The intermittent “we” in the above paragraph includes my co-editors Drew Martin and Max Chapnick. Both are senior undergraduates—although I have been suspicious for years about graduate student gatekeepers at other magazines filtering out unfashionable poems, poems that allude to sources beyond their own reading, and poems about aging bodies and other transformations born of getting older. In fact, I did like the submissions about parenthood and middle-aged chagrin more than Drew and Max did, and they liked poems of youthful urgency more than I tended to. I wanted to work with them, though, partly because of these differences. They’re different from each other, too—Drew, a musician, is drawn to oral energy and Max to allusive, intellectual stuff—but they’re both talented, opinionated, and forthright. I thought it would be clarifying to fight over poems, defending what we loved and finding ways to articulate our disappointments.

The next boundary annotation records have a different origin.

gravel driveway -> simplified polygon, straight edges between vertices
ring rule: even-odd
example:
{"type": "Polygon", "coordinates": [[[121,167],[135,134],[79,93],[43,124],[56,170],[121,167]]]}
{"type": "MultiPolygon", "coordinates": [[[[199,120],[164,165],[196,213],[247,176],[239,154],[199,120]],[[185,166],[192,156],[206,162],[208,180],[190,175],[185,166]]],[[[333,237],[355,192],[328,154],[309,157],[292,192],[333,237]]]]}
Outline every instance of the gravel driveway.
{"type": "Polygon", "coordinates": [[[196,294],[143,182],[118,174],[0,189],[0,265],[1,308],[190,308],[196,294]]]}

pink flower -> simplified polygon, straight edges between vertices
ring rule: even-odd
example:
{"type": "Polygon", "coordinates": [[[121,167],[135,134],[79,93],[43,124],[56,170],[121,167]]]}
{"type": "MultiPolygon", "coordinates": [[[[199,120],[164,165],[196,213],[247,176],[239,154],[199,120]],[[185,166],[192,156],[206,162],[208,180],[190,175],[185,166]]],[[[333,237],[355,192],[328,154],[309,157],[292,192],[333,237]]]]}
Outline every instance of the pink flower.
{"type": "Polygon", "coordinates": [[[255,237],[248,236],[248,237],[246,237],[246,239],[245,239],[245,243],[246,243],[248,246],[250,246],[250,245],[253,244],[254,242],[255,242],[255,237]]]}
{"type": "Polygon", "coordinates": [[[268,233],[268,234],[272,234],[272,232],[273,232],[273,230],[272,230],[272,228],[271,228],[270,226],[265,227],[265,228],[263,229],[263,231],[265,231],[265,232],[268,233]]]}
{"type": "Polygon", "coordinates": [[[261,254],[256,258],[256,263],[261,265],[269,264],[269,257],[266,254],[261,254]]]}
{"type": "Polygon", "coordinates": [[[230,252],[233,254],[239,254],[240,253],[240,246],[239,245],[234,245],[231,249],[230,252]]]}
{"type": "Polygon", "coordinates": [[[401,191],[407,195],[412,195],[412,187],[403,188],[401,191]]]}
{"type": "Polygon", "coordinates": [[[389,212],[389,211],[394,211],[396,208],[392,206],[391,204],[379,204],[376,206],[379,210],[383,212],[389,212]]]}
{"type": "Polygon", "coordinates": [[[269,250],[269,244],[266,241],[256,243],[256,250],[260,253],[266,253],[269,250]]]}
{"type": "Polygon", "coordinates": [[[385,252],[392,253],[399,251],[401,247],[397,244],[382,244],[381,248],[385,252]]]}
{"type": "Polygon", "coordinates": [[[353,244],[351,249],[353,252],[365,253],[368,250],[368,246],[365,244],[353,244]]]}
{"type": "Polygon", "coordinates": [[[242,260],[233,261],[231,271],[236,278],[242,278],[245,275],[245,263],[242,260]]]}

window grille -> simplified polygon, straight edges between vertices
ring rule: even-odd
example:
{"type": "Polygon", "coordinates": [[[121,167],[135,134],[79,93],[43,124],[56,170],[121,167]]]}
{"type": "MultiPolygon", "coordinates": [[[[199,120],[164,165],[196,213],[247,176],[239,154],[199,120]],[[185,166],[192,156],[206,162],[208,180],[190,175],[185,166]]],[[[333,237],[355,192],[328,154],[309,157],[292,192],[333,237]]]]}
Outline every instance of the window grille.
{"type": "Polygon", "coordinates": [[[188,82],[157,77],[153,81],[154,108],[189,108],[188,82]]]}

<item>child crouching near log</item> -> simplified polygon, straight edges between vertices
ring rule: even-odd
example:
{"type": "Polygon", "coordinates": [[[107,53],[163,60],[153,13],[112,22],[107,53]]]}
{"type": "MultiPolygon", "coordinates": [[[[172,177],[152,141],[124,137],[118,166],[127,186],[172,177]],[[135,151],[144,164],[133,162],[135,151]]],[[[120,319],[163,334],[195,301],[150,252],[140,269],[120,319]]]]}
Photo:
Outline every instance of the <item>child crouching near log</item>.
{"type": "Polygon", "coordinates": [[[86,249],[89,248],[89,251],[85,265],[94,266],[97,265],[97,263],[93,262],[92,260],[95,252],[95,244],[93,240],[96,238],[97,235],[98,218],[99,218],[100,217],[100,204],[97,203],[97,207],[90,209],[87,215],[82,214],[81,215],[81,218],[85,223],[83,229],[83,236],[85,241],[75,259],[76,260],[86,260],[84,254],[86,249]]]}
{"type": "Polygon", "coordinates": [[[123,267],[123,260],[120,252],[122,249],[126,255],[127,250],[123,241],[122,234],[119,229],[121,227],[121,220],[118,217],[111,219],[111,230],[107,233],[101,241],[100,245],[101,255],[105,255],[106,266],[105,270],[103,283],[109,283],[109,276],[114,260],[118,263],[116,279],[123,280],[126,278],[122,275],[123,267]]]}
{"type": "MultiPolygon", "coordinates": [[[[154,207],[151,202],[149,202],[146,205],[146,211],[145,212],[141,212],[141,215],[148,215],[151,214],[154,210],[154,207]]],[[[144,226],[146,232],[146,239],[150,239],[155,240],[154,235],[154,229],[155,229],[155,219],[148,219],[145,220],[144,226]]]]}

It turned out that we agreed on almost nothing. Through late August and the first week of September we read all the packets individually, marking them yes, no, and maybe. Max was the soft-hearted maybe-man while Drew and I had larger “yes” and “no” piles. Unfortunately, they weren’t the same piles. In in our first meeting, we discovered that only three authors had inspired unanimous yeses, and in those packets we were drawn to different poems. We then met twice a week for four or five weeks to wrangle each other into aesthetic submission. We came to agreement on seventeen-ish and the rest was bargaining: “you can have this, if I can have that.” Sometimes a weak line was a sticking point and we agreed to accept the poem while encouraging revision of the trouble-spot. I’ve gratefully received suggestions on my own poems from generous editors at Poet Lore, Poetry, Agni and other mags; it always seems like a sign of good editing to me and I wanted to imitate it. I’m thankful even when a rejection comes with a suggestion. Editors have overwhelming jobs, usually on top of other, paying jobs. When they show that much interest in your work, it’s flattering.

I feel good about our issue-in-progress, but for better or worse, this isn’t the issue I would have assembled by myself. I have some regrets over rejected poems. I liked a number of pieces whose virtues I never managed to articulate convincingly enough to my co-editors. One effect of the process, though, that’s probably good: my co-editors were much less cowed by big names, and not having met the submitters, were more impartial than I. (I had several crises—“Right, right, the poem has problems but we can’t reject HER/HIM!”—and they just shot me skeptical looks and waited for me to stop hyperventilating). They talked me into accepting a few poems they love but I merely respect; this is a collaboration so everyone has to win and lose sometimes. They also showed me the power in a few pieces I wouldn’t have read twice.  The result: some good work will be left out of the issue because no one fell in love with it. Every poem that willappear had a fervent champion.

Other side-effects: at least for the moment, I’m smarter about revising my own poems, because it’s easier to see what’s reject-able about them. I understand better than ever that good isn’t good enough: you have to provoke delight, passion. And, reading responses to our rejections—notes that are variously chagrined, gracious, and indignant—I can see I might not have the stomach to edit full-time. It’s hard to turn good poems away, especially when the respondents are gracious. It’s even harder to shrug off the angry replies, knowing how often I’ve swallowed the same frustration. Too much fighting! The poem up top was easy to write, not because I feel superior to my irate respondents, but because I identify with them utterly.


2 responses to “Fighting about poems: Shenandoah NZ Diary, Part II”

  1. Great post! With my colleague Malcolm St Hill, I edit the poetry part of SWAMP (http://www.swampwriting.com/), a journal for postgraduate writing. We get fewer submissions that your mighty 100+, but Malcolm and I only ever agree on about half the poems. We sometimes also agree on an author, but not the poem! I’ve found that Malcolm has shown me wonderful aspects of poems that I wouldn’t have seen otherwise.